[2014_04_29_01]遺跡からの警告 地震考古学 13部 南海トラフ編 古墳時代4 相模でも激しい揺れ 関東大震災を上回る(東奥日報2014年4月29日)
 「神奈川県の遺跡には、4〜5世紀に起きたすさまじい地震の痕跡が残っている。1923年の関東大震災や1703年の元禄地震より大きく、県全域がほぼ壊滅状態だった」。地形学研究者の上本進二さんが言う。
 太平洋側で地震や津波、富士山噴火が相次ぎ、山梨、静岡、神奈川県から大古墳が消える「空白の5世紀」。神奈川県は火山灰の影響が少ない東部でも遺跡が激減しており、「遺跡の状況からみて、相模トラフの大地震と津波に襲われたのではないか」と話す。
 フィリピン海プレートが陸側プレートの下に沈み込む相模トラフ沿いでは、関東大震災のようなマグニチュード8級の巨大地震が繰り返し発生。

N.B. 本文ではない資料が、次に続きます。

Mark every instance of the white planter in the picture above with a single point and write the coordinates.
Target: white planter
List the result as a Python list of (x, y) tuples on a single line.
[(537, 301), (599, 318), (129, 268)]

元禄地震は関東大震災より大きく、房総半島も合わせ、地震と津波で約1万人が死亡したという。
 上本さんは神奈川県立高校で地理を教える傍ら、遺跡の発掘現場で25年以上、地質を調査。2012年の退職後も研究を続け、県内で約120の地震跡を確認した。
 地震の年代は4〜5世紀に集中し、被害も甚大だ。例えば、茅ヶ崎市の臼久保遺跡では幅十数メートルの地割れが発生。藤沢市の慶応義塾湘南藤沢キャンパス内遺跡は、当時の集落跡を幅6メートルの地割れが引き裂き、竪穴住居の床面が上下にずれた。
 一色遺跡(二宮町)と引地遺跡(伊勢原市)にも同時期の大きな地割れがあり、中に土器を供えてあつた。「これだけの大地震なら余震も相当あっただろう。早く収まるように儀式をしたのでは」と上本さん。
 三浦半島の間口洞穴遺跡では古墳時代(4〜6世紀)の落盤跡が報告されており、津波が原因の可能性もあるという。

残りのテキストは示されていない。